Dix Coupes Vanier depuis 1999 et sept championnats nationaux en dix ans chez les MU-18. Il n’y a pas à dire, le Québec a réussi à laisser sa marque sur la scène nationale. Retour sur la naissance de Football Québec et sur un programme qui, avec le temps, a réussi à guider les footballeurs québécois vers les plus hauts sommets.

Par Luc Turgeon

Depuis 1996, la province vole de ses propres ailes et possède son propre programme d’excellence. Une stratégie qui, selon le directeur général de Football Québec, Jean-Charles Meffe, explique le succès grandissant du Québec sur la planète football.

«On était affilié avec la Fédération du Canada, mais on n’avait pas la même vision du développement de l’athlète qu’elle à l’époque, raconte M. Meffe, en poste depuis la naissance de Football Québec, en 1992. Pour nous, c’était important de progresser à l’échelle internationale et de se mesurer aux autres pays, ce qui n’était pas dans les plans de la Fédération.»

Pour cette raison, Football Québec a décidé de se dissocier et de monter sa propre stratégie de développement. Les objectifs étaient clairs: mettre en place la meilleure structure possible pour les footballeurs d’ici, en plus de populariser la pratique de ce sport chez les francophones, eux qui étaient peu nombreux sur les alignements universitaires de l’époque. «Quand on a commencé, il y avait Bishop’s, McGill et Concordia qui possédaient une équipe de football.

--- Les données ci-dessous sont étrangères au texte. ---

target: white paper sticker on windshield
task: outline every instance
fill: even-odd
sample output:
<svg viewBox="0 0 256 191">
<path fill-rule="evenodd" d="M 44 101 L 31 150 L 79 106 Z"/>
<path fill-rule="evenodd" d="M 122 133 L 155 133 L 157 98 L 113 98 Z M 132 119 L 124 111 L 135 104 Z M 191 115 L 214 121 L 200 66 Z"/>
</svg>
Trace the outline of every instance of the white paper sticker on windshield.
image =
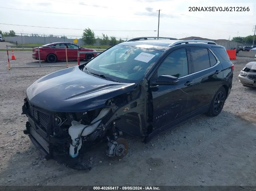
<svg viewBox="0 0 256 191">
<path fill-rule="evenodd" d="M 145 53 L 141 53 L 136 56 L 134 59 L 147 63 L 155 56 L 155 55 L 154 54 L 151 54 Z"/>
</svg>

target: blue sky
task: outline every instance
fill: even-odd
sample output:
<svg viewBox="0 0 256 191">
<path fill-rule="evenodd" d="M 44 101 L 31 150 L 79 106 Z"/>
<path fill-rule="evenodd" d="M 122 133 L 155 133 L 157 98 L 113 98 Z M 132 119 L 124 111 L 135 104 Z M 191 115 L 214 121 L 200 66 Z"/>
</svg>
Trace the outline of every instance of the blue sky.
<svg viewBox="0 0 256 191">
<path fill-rule="evenodd" d="M 255 0 L 0 0 L 0 23 L 95 30 L 109 36 L 128 38 L 191 36 L 228 39 L 253 34 L 256 24 Z M 249 11 L 190 12 L 189 7 L 249 7 Z M 21 10 L 23 9 L 27 11 Z M 29 11 L 28 11 L 29 10 Z M 40 11 L 40 12 L 38 12 Z M 8 16 L 6 16 L 8 15 Z M 53 29 L 0 24 L 0 30 L 40 34 L 81 36 L 82 30 Z M 111 31 L 109 30 L 148 30 Z"/>
</svg>

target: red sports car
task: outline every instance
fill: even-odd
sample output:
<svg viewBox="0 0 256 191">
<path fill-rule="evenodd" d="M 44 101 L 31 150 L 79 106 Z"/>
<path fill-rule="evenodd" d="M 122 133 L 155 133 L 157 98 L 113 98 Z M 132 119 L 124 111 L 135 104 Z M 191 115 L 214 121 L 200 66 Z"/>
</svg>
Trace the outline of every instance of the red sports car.
<svg viewBox="0 0 256 191">
<path fill-rule="evenodd" d="M 91 52 L 91 53 L 80 53 L 80 60 L 89 60 L 95 57 L 97 54 L 93 53 L 96 51 L 93 49 L 83 48 L 75 44 L 70 43 L 54 43 L 47 44 L 39 47 L 40 52 L 40 60 L 53 63 L 57 60 L 66 59 L 65 46 L 67 46 L 67 54 L 68 59 L 77 60 L 78 51 L 79 52 Z M 39 60 L 38 49 L 35 48 L 32 51 L 32 58 L 35 60 Z"/>
</svg>

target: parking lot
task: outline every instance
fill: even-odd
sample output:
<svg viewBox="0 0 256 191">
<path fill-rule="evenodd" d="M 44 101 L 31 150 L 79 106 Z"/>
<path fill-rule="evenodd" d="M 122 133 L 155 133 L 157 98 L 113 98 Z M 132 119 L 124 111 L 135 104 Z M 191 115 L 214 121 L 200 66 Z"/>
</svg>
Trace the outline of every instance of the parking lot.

Trois universités anglophones. Lorsque les Redmen ont remporté la Coupe Vanier, en 1987, il n’y avait qu’une dizaine de Québécois dans la formation. Ce n’était pas normal et on devait faire quelque chose», se souvient Jean-Charles Meffe.

Un des premiers ajouts du Québec a été la création du «Challenge Wilson», dorénavant la Coupe Spalding, qui est présentée pour une 22e année de suite et qui se termine cette fin de semaine, au stade Hébert. Par la suite, le Québec a été au cœur de la promotion du ballon ovale à l’international. «Quand les premiers tournois internationaux ont été créés, le Québec était dans la salle et avait son mot à dire», affirme M. Meffe.

Équipe Québec tentera de mettre la main sur un quatrième titre consécutif, cet été. Source: facebook/FOOTBALL QUÉBEC (FFAQ)

Un succès continu

Avec le temps, un cycle s’est créé et d’anciens joueurs s’impliquent en tant qu’entraîneur, assurant une relève au sein même de ce processus. «La plupart des joueurs québécois qui évoluent au niveau professionnel ou universitaire sont passés par le programme d’excellence. Laurent Duvernay-Tardif et Antony Auclair, qui jouent présentement dans la NFL, ont fait partie de ces équipes-là», soutient M. Meffe. De plus en plus, il est aussi possible de voir des joueurs québécois prendre part à des camps d’entraînement de la NFL ou organiser un pro day pour démontrer leur savoir-faire aux recruteurs en provenance de partout en Amérique du Nord.

S’ajoute au programme d’excellence le travail effectué par les programmes secondaires, collégiaux et universitaires, qui ont tous mis la main à la pâte pour faire du Québec une usine à footballeurs talentueux. En 2018, pas moins de treize Québécois ont été sélectionnés au repêchage de la LCF.

Malgré la saison morte, il est possible de suivre plusieurs athlètes en action au cours de l’été. Quatorze d’entre eux porteront l’uniforme d’Équipe Canada au Championnat du monde junior de l’IFAF, cet été à Mexico. La Coupe Spalding est en cours, tandis qu’à sa première année, l’équipe MU-16 du Québec est à une victoire de décrocher l’or au Défi de l’Est du Canada. Reste à voir si Équipe Québec MU-18 réussira à triompher et ainsi, à mettre la main sur un huitième championnat depuis 2008.